Segunda-feira, 24 de agosto de 2026
Por Redação do Jornal O Sul | 23 de agosto de 2026
Eis que de repente, você se depara com o seu rosto num corpo que não é seu, circulando pelas redes sociais. Ou pior: descobre que imagens íntimas suas – falsas, porém realistas – estão sendo vendidas na internet. Mas por que alguém utilizaria a inteligência artificial (IA) para isso?
A atriz Paolla Oliveira, que tem milhões de seguidores no Instagram, é uma das vítimas dessa prática criminosa: sua imagem foi usada para gerar deepnudes — fotos manipuladas por IA que simulam nudez. Mas engana-se quem pensa que se trata de um caso isolado, feito só para ganhar cliques. O que está por trás é a ponta de um iceberg: uma operação estruturada de crime e monetização.

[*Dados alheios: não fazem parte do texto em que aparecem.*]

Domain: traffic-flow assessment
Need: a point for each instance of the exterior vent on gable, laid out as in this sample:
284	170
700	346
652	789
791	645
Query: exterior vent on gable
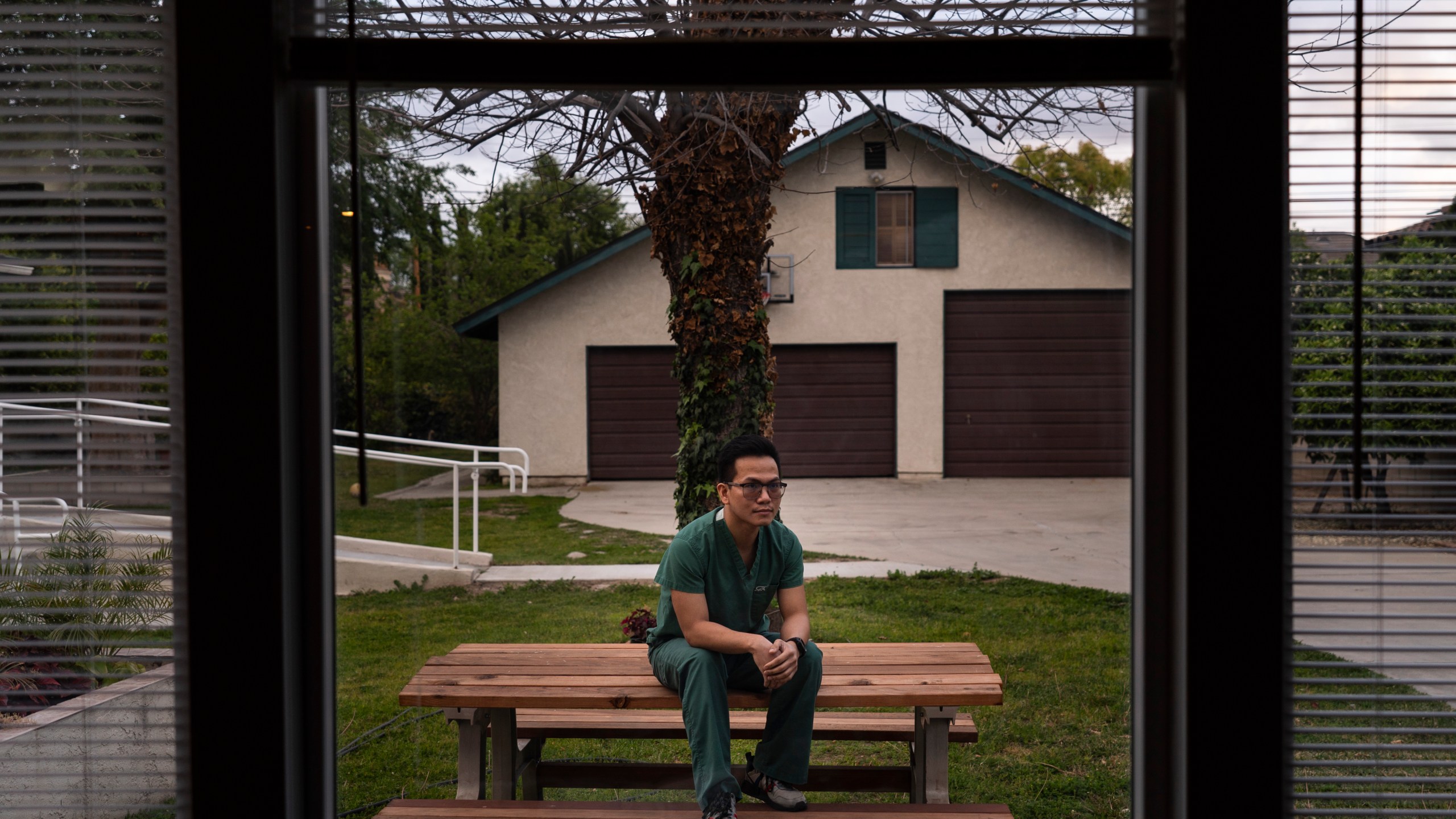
874	156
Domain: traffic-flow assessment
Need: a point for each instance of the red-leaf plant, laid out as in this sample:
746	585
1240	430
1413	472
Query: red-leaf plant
637	624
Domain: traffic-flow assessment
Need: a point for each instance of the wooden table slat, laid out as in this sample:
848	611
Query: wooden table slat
487	809
482	675
560	681
628	669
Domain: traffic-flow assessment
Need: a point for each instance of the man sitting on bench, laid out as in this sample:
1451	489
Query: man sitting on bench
713	634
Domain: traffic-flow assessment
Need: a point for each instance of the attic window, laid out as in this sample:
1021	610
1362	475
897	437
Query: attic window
874	156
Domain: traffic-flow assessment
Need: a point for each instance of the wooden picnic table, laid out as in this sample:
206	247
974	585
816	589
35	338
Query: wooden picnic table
481	687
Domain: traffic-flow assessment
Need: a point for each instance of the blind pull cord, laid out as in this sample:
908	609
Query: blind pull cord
1358	457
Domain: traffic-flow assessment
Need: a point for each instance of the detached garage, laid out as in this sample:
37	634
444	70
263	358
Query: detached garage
934	314
1039	384
835	411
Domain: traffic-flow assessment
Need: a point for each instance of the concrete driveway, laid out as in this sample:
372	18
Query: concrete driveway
1056	530
1382	605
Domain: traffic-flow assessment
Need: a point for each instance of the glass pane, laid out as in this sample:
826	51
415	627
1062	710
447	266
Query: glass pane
88	484
895	232
1374	480
578	301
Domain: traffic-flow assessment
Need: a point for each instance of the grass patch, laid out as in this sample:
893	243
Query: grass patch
1401	709
518	530
1057	748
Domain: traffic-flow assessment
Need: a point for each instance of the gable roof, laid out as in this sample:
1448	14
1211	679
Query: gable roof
484	322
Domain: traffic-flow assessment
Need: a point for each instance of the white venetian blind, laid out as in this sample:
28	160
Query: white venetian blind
86	478
1374	408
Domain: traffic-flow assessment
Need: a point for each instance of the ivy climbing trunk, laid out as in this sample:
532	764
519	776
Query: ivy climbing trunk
710	212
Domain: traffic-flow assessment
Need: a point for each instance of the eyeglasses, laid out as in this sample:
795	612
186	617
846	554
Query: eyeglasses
755	489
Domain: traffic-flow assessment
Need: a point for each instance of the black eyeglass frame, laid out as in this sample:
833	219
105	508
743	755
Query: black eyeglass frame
772	486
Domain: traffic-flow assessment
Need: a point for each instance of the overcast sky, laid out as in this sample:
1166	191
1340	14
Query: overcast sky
1410	120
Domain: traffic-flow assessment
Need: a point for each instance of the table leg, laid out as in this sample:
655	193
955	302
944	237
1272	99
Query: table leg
471	757
503	752
531	751
931	755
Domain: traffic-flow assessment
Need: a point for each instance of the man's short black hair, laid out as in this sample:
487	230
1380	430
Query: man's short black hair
743	446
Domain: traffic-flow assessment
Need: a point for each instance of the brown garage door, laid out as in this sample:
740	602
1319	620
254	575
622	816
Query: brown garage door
631	413
1039	384
836	411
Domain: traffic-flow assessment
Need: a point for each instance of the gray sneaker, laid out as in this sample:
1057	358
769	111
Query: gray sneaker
781	796
721	808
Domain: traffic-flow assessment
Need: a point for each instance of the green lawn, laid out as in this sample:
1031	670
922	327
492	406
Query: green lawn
1430	739
1057	748
516	530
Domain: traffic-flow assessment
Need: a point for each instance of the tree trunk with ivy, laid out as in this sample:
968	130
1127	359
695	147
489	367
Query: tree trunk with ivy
710	212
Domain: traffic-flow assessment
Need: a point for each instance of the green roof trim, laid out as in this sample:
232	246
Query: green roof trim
484	322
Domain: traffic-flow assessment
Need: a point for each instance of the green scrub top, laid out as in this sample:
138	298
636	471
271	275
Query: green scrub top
704	560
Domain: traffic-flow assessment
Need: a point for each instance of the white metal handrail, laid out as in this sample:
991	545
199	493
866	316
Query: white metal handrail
455	490
475	449
38	410
44	408
15	516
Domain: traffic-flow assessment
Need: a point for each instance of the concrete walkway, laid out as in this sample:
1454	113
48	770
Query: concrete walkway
1056	530
1342	607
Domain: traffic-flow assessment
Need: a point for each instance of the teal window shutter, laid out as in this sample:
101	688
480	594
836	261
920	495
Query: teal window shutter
937	234
854	228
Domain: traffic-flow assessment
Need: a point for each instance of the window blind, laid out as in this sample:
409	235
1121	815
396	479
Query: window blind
86	477
1372	671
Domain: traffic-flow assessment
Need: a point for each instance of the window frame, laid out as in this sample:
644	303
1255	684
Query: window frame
1186	359
909	226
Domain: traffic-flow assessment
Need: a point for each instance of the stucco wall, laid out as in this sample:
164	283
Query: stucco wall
1010	239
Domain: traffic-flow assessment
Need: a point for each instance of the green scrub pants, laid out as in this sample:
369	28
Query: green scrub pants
702	680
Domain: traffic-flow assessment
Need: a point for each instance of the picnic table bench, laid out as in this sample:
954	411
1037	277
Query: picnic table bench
513	697
497	809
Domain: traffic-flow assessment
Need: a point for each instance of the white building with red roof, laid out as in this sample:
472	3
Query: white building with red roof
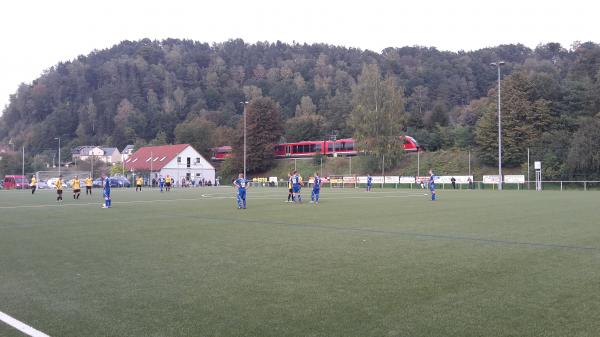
178	161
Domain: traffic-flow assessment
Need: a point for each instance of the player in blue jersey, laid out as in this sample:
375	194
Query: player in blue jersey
314	197
106	192
432	184
241	184
296	182
161	183
290	191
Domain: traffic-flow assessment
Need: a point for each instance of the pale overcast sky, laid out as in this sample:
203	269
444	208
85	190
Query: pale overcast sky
38	34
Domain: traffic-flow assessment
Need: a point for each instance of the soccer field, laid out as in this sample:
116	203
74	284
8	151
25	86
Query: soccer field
385	263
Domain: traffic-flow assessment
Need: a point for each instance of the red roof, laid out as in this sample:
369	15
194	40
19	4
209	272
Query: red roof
153	157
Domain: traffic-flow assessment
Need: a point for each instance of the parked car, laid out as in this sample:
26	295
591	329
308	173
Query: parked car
13	181
42	185
52	182
70	181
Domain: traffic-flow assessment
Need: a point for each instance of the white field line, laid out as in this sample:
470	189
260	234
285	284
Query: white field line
208	196
24	328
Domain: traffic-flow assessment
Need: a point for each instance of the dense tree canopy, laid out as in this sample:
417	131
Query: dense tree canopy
146	91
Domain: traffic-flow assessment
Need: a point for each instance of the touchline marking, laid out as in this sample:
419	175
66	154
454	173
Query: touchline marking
204	197
431	236
24	328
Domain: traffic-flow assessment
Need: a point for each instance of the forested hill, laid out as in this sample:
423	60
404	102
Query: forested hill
152	91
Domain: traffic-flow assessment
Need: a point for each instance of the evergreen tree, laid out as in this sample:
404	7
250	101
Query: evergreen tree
198	132
378	113
264	129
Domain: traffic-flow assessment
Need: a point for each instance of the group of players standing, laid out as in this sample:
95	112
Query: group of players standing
295	185
76	187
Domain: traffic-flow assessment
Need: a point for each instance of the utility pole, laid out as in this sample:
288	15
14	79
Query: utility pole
498	64
244	103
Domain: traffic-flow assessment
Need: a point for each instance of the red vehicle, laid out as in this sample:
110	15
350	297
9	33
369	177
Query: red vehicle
340	147
18	182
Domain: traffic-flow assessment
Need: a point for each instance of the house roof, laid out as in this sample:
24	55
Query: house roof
85	150
108	151
153	157
127	148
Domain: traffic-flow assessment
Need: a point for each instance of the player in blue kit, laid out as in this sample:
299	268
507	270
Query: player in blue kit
161	183
314	197
106	192
432	184
296	182
241	184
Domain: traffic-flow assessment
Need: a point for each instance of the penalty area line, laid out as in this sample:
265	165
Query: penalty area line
24	328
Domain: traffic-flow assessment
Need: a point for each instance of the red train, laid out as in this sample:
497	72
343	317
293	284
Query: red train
340	147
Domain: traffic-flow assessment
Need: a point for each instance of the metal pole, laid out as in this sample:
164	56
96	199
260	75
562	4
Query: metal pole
469	163
382	170
499	133
528	169
23	167
350	166
321	166
59	156
418	163
244	139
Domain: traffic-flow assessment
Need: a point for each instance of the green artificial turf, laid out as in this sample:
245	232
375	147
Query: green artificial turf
385	263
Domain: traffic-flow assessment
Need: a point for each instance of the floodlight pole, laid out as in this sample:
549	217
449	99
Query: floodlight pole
497	65
23	166
245	136
58	154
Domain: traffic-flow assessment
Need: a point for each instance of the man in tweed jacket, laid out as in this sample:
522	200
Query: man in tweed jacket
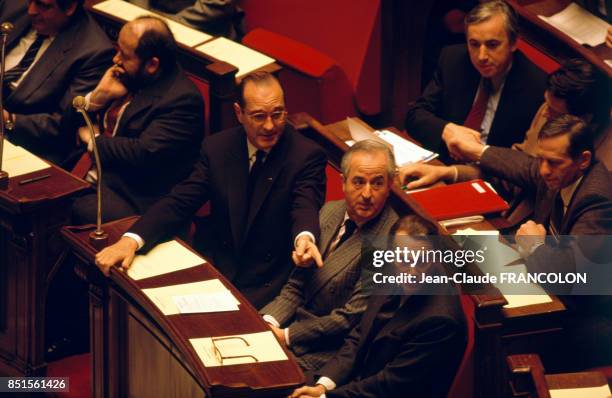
317	307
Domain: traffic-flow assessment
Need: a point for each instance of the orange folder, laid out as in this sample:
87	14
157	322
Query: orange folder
463	199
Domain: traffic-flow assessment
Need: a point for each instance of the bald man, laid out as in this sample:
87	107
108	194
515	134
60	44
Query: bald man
151	123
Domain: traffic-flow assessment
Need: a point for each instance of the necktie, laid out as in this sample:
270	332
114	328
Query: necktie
84	164
254	173
556	216
14	74
479	107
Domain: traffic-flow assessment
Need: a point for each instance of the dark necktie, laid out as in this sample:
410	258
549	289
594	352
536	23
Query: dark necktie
479	107
15	73
254	173
556	216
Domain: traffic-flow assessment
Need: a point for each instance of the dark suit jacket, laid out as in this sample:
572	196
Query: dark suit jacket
321	305
250	243
71	66
449	95
416	353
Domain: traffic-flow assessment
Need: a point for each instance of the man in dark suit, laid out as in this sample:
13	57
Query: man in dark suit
265	183
486	89
406	344
55	52
152	124
318	307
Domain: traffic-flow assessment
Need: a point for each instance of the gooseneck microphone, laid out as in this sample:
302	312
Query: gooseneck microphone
97	238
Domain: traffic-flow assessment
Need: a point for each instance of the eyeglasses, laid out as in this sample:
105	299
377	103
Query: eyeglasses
261	117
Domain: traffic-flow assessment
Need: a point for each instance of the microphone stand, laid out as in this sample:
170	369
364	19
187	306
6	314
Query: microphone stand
5	29
97	238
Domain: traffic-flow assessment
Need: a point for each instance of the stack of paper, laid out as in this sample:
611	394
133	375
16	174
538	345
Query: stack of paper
128	11
579	24
245	59
238	349
162	259
210	295
17	161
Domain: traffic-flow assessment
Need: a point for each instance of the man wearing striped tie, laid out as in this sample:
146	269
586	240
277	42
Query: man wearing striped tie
55	52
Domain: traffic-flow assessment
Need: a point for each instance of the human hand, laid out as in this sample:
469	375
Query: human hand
308	392
418	175
110	87
122	252
306	252
530	234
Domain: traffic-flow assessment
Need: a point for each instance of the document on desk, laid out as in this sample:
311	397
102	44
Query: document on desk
162	259
238	349
206	302
164	297
579	24
244	58
127	12
18	161
587	392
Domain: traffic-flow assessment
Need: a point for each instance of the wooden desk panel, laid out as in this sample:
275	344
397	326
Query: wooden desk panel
143	344
30	218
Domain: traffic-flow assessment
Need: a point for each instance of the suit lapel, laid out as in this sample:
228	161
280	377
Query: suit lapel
236	175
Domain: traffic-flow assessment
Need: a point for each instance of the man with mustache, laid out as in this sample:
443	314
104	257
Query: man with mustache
55	52
487	89
151	124
265	183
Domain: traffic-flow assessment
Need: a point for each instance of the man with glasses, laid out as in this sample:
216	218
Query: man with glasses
265	183
55	52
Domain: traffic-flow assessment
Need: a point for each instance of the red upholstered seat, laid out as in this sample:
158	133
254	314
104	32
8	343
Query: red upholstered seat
78	369
463	384
331	52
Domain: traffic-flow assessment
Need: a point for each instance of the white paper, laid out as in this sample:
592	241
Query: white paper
206	302
17	161
128	12
163	297
162	259
579	24
588	392
263	346
244	58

Um levantamento do NetLab, laboratório de pesquisa da Universidade Federal do Rio de Janeiro (UFRJ), encontrou ao menos 198 anúncios pagos circulando livremente nas redes sociais. Trata-se de um funil de vendas para atrair vítimas e compradores a canais clandestinos no Telegram.
O estudo, publicado recentemente e assinado pela pesquisadora Marie Santini e sua equipe, mapeou centenas de anúncios nas plataformas da Meta que usam indevidamente a imagem de Paolla Oliveira para atrair usuários ao Telegram. É lá que as deepfakes de cunho sexual da atriz são distribuídas, explorando os próprios serviços de publicidade das plataformas para ganhar alcance e vender produtos ilegais.
Hélio Vagner, advogado especialista em Direito Digital, explica que o cenário jurídico mudou bastante no Brasil nos últimos tempos. E que isso muda tudo para as vítimas:
“Neste caso não estamos falando de um conteúdo que escapou da moderação. Estamos falando de anúncio pago, que a plataforma aprovou, veiculou e pelo qual recebeu dinheiro. O Supremo Tribunal Federal [STF] decidiu no ano passado que, quando o conteúdo ilícito circula por meio de anúncio pago ou impulsionamento, presume-se que a plataforma sabia do que se tratava, então responderá pelos danos mesmo sem ter sido notificada antes, e só se livra se provar que agiu rápido para remover”.
Ainda segundo o especialista, a vítima pode responsabilizar a própria plataforma pela circulação e monetização dos anúncios — não apenas o criminoso que criou o conteúdo: “As medidas vão da notificação exigindo remoção imediata, que hoje deve acontecer em até duas horas quando o conteúdo é íntimo, até a ação judicial com pedido de urgência, multa diária, identificação dos anunciantes e indenização”.
Como se defender
– Exigir a remoção diretamente das plataformas, sem precisar de ordem judicial quando se trata de conteúdo íntimo;
– Entrar com ação para cessar a circulação e obter indenização, inclusive sobre o que foi lucrado com a venda;
– Registrar ocorrência para responsabilização criminal.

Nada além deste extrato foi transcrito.